Keeping personal boundaries at work is similar to maintaining a healthy sense of life all around. Generally, work should not be the main focus of your waking life. Having hobbies and activities outside of work can help keep your priorities in frame, as well as ward off mental stressors and burnout. It's fine to have work friends, and seeing them occasionally outside of work is great too.
However, a culture that suggests if you don’t join the group after-hours you will not advance is hardly inclusive. Unless you genuinely want to spend more time with your co-workers, there is absolutely no reason to push yourself to do so. Otherwise, stressors from work will follow you home, which can make it feel like you can never unplug. Such a feeling is an indication that you may need to reevaluate how large a role work plays in your day-to-day life.
Professional boundaries can be summed up as: What is tolerated becomes what is accepted. Little things about how a company operates can drop hints about the culture as a whole. Things like: do people routinely show up late to meetings, do teams follow through on tasks, is overtime a common expectation?
Be mindful of how the company compensates and rewards individuals.

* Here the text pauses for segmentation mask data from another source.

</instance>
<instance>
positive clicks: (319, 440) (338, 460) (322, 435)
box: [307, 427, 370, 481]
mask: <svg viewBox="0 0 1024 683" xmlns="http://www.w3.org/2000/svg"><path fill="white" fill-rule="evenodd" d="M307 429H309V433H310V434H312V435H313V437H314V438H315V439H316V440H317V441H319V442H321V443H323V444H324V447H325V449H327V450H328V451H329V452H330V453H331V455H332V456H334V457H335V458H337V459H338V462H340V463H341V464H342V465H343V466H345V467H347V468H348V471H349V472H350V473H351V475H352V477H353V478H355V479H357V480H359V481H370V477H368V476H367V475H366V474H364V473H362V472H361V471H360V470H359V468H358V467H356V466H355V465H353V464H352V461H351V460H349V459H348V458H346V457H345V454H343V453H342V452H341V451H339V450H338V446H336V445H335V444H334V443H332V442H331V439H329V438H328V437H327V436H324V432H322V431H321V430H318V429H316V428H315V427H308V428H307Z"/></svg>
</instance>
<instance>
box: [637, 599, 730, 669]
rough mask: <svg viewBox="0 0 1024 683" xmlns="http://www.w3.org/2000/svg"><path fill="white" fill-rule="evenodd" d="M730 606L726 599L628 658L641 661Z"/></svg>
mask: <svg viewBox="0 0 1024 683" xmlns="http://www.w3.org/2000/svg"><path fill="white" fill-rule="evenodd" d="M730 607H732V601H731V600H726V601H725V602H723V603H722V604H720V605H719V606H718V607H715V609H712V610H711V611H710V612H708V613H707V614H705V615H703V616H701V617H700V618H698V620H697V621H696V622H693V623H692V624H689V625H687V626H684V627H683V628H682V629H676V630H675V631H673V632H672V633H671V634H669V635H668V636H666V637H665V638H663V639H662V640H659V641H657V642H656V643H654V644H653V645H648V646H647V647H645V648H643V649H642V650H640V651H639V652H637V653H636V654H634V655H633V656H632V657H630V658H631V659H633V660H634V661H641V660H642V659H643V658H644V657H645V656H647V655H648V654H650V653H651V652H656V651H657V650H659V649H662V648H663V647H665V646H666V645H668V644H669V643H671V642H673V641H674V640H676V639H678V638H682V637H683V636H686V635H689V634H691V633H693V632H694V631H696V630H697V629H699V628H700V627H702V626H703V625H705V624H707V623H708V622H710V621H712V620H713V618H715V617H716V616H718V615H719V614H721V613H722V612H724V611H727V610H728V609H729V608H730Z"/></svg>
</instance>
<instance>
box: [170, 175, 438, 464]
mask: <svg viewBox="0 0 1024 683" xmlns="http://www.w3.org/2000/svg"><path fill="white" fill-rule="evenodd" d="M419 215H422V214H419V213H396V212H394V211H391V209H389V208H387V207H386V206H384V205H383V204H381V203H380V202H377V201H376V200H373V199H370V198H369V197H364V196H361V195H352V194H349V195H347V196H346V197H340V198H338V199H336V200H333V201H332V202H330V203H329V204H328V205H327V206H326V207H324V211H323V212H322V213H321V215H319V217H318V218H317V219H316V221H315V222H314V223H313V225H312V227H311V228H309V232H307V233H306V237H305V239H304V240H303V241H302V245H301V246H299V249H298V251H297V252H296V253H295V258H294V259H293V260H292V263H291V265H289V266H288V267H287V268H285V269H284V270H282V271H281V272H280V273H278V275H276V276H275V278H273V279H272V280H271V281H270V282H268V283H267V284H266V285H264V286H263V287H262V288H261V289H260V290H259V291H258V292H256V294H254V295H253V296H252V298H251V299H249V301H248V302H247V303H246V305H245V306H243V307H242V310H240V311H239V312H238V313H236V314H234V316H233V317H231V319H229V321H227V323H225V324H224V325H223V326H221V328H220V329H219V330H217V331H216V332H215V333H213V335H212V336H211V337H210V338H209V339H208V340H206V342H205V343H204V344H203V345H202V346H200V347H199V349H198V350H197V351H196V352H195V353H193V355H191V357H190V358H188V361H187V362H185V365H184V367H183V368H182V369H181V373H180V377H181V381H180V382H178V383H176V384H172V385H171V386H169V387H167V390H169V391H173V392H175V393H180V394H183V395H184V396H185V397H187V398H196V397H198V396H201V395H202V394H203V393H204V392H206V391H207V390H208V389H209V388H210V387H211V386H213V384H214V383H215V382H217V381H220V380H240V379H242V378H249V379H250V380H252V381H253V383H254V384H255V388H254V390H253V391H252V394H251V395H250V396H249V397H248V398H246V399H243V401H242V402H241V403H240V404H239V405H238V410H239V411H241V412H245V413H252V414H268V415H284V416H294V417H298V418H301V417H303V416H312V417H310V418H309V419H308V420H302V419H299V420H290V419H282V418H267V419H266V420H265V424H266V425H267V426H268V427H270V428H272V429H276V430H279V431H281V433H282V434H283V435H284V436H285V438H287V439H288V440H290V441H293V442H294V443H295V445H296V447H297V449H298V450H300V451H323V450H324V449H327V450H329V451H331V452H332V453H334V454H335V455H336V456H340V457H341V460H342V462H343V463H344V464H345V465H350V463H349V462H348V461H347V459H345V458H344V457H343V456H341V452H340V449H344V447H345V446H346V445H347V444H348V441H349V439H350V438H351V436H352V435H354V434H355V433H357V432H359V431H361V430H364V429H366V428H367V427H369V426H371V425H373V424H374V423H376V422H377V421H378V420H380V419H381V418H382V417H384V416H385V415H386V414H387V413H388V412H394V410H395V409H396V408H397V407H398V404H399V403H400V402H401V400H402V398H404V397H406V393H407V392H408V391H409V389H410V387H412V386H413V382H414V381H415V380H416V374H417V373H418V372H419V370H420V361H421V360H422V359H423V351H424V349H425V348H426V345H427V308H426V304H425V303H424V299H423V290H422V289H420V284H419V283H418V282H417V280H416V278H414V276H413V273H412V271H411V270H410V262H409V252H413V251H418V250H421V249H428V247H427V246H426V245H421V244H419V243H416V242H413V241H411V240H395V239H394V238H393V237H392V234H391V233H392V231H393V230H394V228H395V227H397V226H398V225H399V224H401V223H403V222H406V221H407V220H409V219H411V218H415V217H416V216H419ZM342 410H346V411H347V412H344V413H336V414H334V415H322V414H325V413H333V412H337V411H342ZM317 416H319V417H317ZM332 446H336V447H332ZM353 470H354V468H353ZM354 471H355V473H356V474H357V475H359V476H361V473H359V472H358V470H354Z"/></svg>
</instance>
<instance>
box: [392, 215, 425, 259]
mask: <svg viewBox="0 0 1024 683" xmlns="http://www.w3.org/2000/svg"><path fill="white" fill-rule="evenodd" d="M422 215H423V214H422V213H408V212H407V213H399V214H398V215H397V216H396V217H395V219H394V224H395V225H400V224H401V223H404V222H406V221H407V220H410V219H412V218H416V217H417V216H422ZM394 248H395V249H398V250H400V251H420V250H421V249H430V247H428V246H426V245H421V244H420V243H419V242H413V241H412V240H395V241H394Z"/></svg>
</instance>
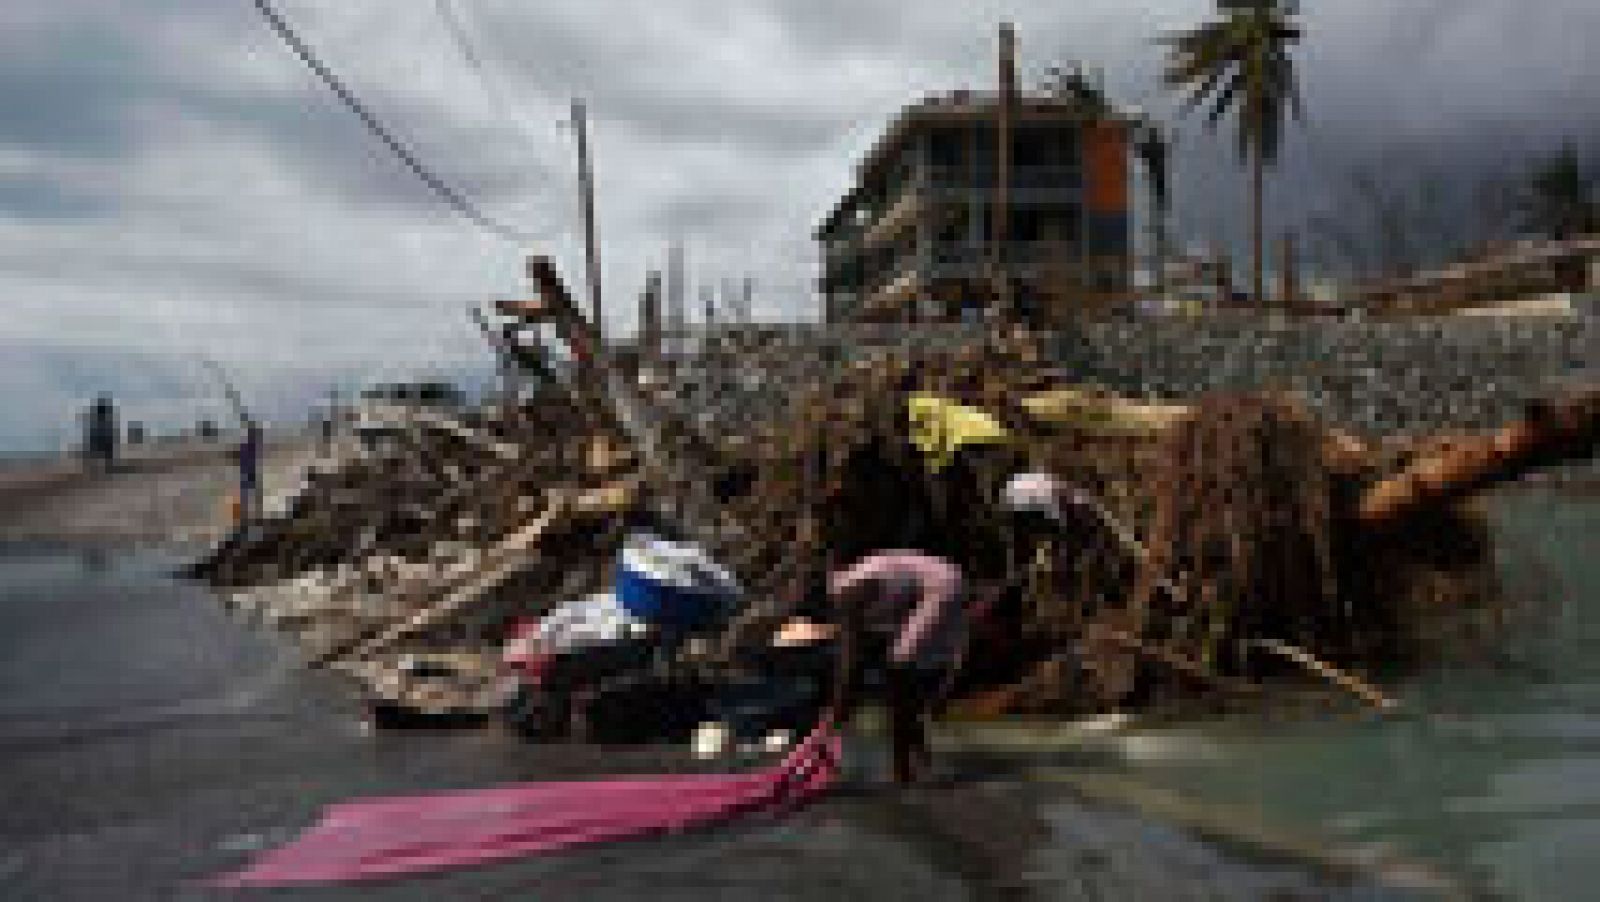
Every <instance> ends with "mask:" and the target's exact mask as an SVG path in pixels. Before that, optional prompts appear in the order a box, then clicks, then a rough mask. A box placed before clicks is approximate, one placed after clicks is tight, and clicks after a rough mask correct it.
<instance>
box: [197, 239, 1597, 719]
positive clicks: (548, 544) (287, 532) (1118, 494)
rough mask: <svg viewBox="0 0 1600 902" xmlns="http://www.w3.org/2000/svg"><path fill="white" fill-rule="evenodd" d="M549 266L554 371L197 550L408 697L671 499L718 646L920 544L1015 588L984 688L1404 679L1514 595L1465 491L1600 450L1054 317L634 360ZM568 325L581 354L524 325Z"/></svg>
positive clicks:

Are those that go above and beyond fairly compensated (in terms of money, career advancement, better access to opportunities etc.), or do they simply inherit greater responsibility to cover for short performers, for example.
Know that your hard work and extra effort may be rewarded at a later date, or perhaps not at all. Some bosses push you to be your best, while others will just try to see what all they can push off onto you. Keep tabs on your mental health, and don’t run the risk of burnout for a payoff that may never come. Have discussions with your boss to ensure you are clear on expectations, both so that your performance can be fairly framed, and you give yourself the best chance to succeed. Afterall, the success of a company is tied to the successes of its employees.
This article has been edited for length and clarity. The opinions expressed in this article are the author's own and do not necessarily reflect the view of their employer or the American Chemical Society.